I am sure all who lined up have similar stories, and even among those who didn’t have to line up, there are other stories. One struck me in particular: As a large throng of VIPs complained that they had to wait on the second night in La Salle Green Hills because access had to be limited due to concerns over the structural load the gym could carry, Susan Roces was whisked to the elevator, only to encounter a disabled mother being brought by her daughter. None of the VIPs seemed inclined to give way, so she exited the elevator and quietly climbed the stairs.
A young married couple, having difficulties making ends meet because the husband had lost his job, went in the early dawn hours. The wife did so with the intention of making “pabilin,” she said.
And what did she ask Cory by way of intercession? “For the country, of course,” she said, “but also, for my husband – that he will find work.” And she proceeded to unburden herself of her resentments over a society in which her husband, only in his mid-thirties, could no longer find work because of employers’ bias for the young. “It’s as if he’s now worthless, because he’s no longer in his twenties,” the wife indignantly said of her husband, who hung back, abashed at how vocal his wife was. “And you know what’s worse, so many are experiencing this same problem and it is forcing them to forge papers and bribe agencies simply to get a job by pretending to be younger than they actually are.”
So she had come to entrust her petition to Cory, to whisper an entreaty, since those left behind seemed indifferent to the couple’s plight.
In Intramuros, there was an even greater commingling outside the Manila Cathedral of Filipinos from all walks of life, standing in line together. As in La Salle, upper and middle class Filipinos tended to depart as soon as they paid their respects; the poor tended to linger to keep vigil. Everywhere you could see those of a certain age were heavy with memories, and the young were avidly accumulating new ones. What brought both old and young together was the unfamiliar sense of unity, the idea that in public and political life goodness can and did exist.

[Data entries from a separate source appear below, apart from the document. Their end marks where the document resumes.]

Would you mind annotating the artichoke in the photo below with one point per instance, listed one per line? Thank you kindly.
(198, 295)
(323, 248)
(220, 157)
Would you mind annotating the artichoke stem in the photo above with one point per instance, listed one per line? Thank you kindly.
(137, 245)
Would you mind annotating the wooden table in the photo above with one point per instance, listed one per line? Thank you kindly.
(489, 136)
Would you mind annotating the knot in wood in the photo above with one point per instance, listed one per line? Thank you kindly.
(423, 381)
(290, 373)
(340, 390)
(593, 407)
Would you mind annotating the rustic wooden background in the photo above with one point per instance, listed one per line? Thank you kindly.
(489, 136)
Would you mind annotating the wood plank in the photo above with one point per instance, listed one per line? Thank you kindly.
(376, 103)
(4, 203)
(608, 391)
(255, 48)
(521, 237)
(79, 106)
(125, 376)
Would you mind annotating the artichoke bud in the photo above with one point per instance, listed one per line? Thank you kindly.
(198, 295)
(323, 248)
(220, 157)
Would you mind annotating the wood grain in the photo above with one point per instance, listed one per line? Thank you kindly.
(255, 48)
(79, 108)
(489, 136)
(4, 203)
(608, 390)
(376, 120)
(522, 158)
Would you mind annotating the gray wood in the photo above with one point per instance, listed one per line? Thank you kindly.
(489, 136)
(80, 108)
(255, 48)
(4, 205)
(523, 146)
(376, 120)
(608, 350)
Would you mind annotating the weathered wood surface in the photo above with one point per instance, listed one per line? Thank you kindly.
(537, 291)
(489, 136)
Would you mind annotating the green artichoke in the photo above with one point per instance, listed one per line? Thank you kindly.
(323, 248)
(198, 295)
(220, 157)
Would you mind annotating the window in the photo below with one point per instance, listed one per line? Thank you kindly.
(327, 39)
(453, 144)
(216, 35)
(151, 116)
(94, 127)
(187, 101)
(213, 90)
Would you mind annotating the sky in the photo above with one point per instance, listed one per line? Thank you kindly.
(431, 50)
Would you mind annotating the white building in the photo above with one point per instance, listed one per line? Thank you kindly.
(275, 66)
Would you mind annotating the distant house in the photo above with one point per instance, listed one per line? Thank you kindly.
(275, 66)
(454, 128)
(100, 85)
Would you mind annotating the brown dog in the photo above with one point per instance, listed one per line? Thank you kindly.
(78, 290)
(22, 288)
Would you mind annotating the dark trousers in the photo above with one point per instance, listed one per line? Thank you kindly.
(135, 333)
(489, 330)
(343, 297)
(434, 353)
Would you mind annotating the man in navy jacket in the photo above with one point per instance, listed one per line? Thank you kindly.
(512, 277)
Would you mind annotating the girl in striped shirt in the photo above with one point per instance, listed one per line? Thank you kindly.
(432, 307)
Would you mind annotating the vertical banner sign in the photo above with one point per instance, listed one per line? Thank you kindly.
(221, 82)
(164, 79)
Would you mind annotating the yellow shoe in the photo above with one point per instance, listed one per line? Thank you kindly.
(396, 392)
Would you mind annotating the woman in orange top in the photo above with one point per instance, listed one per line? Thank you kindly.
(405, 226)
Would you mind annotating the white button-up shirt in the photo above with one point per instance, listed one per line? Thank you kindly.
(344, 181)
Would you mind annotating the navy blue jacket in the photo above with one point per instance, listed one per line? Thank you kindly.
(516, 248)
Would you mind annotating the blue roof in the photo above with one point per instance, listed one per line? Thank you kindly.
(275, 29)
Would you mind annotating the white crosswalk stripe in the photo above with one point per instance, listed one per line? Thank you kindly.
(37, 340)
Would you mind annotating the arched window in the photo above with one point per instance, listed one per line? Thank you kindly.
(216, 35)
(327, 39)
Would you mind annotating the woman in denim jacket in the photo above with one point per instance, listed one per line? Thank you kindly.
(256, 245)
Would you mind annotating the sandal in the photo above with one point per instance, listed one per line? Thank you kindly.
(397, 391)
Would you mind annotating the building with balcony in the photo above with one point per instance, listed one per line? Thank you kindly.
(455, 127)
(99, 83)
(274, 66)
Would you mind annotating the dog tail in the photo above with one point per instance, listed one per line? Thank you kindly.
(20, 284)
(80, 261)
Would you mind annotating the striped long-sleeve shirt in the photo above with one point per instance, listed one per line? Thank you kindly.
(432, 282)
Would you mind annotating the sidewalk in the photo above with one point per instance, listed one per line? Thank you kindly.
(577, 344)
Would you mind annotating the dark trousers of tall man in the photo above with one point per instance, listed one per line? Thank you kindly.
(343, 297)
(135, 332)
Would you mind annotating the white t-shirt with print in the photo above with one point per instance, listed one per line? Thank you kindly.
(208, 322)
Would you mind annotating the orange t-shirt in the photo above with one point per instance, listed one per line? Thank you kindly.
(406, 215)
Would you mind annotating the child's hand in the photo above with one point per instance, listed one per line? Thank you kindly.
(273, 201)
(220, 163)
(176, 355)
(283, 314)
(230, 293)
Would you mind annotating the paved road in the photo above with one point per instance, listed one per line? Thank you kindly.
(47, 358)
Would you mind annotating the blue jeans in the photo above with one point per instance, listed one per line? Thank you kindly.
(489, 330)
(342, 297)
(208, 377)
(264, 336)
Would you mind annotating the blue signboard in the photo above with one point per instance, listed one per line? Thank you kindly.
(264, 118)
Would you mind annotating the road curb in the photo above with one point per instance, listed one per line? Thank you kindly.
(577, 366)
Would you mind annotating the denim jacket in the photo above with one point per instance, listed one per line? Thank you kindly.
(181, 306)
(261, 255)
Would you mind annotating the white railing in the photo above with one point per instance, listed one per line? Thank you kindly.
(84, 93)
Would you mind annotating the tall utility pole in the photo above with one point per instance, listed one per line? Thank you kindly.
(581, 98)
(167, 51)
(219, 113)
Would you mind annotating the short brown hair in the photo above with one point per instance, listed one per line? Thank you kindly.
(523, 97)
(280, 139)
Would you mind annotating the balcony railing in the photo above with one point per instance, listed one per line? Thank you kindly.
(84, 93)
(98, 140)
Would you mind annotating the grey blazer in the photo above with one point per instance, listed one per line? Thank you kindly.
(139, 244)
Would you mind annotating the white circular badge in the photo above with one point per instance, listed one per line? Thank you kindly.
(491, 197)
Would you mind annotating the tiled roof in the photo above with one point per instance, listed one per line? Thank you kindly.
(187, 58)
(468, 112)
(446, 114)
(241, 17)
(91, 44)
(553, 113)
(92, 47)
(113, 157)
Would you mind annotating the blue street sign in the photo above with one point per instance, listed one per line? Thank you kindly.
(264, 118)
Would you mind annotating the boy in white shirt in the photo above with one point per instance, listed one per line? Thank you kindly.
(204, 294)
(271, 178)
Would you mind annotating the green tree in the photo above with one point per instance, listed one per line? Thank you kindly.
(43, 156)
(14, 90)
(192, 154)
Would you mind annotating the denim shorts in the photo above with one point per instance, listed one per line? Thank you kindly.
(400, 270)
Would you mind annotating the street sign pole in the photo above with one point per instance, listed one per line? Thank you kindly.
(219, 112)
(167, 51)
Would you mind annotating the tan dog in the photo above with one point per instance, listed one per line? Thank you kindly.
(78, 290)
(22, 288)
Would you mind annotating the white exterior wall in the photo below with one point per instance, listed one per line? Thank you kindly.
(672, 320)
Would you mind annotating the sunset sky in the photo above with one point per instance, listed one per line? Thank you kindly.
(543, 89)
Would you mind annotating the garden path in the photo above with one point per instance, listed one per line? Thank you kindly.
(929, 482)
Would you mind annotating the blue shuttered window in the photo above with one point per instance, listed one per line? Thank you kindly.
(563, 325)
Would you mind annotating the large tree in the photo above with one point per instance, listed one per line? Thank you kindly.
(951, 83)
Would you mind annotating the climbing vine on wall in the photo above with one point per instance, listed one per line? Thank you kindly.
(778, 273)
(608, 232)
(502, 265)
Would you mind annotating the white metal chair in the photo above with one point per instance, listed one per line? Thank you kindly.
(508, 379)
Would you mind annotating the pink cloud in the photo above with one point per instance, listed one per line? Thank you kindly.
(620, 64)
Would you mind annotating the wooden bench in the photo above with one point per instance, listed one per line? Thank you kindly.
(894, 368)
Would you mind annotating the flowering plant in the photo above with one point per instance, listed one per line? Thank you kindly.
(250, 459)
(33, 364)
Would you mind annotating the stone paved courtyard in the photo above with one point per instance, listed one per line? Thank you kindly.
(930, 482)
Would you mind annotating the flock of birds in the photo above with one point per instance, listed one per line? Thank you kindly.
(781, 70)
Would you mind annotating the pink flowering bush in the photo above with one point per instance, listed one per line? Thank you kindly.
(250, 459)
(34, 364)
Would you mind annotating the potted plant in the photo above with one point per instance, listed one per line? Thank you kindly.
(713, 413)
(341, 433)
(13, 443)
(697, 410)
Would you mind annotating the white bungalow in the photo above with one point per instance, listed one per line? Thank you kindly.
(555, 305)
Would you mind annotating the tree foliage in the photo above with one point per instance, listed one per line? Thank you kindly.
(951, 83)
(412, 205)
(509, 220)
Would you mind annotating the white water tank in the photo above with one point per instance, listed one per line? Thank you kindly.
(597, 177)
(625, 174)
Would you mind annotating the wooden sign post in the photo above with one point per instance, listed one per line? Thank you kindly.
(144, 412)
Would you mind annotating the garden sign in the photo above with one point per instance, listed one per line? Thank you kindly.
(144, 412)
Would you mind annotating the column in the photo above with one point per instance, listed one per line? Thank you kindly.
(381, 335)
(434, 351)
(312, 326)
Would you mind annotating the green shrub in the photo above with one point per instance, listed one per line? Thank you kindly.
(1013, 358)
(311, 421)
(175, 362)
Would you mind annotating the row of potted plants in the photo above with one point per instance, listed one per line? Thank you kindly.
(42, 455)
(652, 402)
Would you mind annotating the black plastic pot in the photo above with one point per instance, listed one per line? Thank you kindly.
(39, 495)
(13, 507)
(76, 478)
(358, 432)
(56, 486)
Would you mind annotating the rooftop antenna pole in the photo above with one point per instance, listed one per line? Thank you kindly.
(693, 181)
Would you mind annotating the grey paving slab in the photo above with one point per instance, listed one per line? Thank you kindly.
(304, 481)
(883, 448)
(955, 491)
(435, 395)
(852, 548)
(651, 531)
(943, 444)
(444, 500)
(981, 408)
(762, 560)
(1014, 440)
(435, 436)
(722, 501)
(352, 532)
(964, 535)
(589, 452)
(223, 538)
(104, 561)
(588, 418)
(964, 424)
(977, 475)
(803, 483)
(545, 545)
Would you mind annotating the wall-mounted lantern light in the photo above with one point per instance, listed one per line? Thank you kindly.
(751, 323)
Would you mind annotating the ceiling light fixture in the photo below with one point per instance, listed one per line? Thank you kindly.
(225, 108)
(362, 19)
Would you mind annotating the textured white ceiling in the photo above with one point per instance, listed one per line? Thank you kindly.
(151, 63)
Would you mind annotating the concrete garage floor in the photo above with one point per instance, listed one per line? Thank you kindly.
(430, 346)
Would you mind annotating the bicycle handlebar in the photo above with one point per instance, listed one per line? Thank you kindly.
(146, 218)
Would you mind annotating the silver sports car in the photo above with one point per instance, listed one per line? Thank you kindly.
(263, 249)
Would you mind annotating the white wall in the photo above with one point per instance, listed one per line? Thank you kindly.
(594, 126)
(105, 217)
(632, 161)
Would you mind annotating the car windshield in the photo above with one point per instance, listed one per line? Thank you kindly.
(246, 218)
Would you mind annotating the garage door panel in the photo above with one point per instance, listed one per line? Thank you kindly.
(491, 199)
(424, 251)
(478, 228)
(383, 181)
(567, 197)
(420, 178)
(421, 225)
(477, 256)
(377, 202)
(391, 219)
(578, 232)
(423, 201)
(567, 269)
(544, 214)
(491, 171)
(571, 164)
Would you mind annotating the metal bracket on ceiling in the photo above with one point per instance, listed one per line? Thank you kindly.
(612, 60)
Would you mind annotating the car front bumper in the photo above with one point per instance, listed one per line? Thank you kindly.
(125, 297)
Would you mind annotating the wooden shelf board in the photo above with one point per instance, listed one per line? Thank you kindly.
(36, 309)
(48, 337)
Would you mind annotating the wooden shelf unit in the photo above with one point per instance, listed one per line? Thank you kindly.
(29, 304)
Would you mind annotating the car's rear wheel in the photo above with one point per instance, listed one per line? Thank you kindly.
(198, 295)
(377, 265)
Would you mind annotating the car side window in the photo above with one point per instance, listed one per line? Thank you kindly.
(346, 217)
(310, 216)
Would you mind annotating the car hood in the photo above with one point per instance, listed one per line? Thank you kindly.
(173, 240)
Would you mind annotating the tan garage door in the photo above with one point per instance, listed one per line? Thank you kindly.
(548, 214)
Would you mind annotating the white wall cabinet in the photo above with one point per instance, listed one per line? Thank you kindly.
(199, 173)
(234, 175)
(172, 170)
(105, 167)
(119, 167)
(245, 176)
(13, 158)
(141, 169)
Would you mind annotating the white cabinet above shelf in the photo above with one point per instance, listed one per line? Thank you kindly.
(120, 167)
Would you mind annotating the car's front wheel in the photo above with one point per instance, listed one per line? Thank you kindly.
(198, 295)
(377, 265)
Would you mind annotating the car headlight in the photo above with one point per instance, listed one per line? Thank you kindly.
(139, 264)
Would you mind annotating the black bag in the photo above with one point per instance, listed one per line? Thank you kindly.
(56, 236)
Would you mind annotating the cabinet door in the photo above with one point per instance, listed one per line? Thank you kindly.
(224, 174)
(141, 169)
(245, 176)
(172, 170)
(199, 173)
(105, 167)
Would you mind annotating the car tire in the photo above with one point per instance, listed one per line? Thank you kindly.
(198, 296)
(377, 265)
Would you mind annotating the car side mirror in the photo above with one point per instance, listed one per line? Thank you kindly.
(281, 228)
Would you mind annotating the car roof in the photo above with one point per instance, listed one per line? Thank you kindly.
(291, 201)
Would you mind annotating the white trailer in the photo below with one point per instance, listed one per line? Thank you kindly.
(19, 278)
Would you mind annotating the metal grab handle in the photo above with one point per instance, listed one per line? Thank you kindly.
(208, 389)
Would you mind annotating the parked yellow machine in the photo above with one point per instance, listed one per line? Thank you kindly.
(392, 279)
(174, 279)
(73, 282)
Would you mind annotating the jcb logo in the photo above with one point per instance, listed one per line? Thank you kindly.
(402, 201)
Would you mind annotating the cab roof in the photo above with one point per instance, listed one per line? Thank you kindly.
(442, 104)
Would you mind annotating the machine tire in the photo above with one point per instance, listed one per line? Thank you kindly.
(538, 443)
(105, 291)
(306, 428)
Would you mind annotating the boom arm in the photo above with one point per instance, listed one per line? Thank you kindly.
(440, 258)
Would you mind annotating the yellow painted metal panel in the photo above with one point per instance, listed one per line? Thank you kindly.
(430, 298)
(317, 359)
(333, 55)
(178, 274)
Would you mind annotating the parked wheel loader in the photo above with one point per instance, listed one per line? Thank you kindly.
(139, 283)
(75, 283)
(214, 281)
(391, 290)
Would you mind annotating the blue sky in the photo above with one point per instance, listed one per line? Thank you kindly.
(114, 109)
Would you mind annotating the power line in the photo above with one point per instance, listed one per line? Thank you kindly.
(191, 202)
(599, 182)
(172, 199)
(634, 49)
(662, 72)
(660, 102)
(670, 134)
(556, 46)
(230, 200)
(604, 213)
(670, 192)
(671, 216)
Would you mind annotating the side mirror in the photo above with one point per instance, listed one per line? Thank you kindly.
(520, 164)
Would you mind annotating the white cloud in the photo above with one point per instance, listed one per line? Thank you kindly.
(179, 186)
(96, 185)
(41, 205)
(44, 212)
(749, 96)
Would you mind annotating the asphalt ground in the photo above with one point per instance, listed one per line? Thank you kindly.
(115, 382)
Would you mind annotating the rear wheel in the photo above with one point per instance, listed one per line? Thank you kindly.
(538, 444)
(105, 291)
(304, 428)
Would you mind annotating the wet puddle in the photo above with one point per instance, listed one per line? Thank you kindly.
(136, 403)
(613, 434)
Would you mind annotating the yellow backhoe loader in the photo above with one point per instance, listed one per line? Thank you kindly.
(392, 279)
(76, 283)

There are those who insist that the past few days were strictly a revisiting of 1986 and nothing more – certainly not that despicable thing known as politics. As if 1986 weren’t about politics, in its purer, proper sense. Along the same lines are the exhortations for unity, by which its proponents mean a papering-over of the political divide since 2005.
Surely there were many who have pursued different political paths since 1986, or even none, putting them on opposite sides to Cory, particularly as she, in many ways, in her last years returned to where she had been during martial law – denigrated, dismissed, even despised. But I think the public saw with fresh eyes once more that while Cory studiously avoided personal acrimony, she was prepared to be shunned by friends and family on fixed points of principle.
Fr. Manoling Francisco, SJ taking a cue from Ninoy’s poem, said the country fell in love with Cory thrice: in 1983, 1986, and 2009. If so, then surely it must have fallen, this last time around, in love with the complete Cory of 1933-2009 who proved unity comes from a country ultimately respecting those who maintain fidelity to principle while others surrender to cynicism, hopelessly seeking nuances, or cold-hearted pragmatism.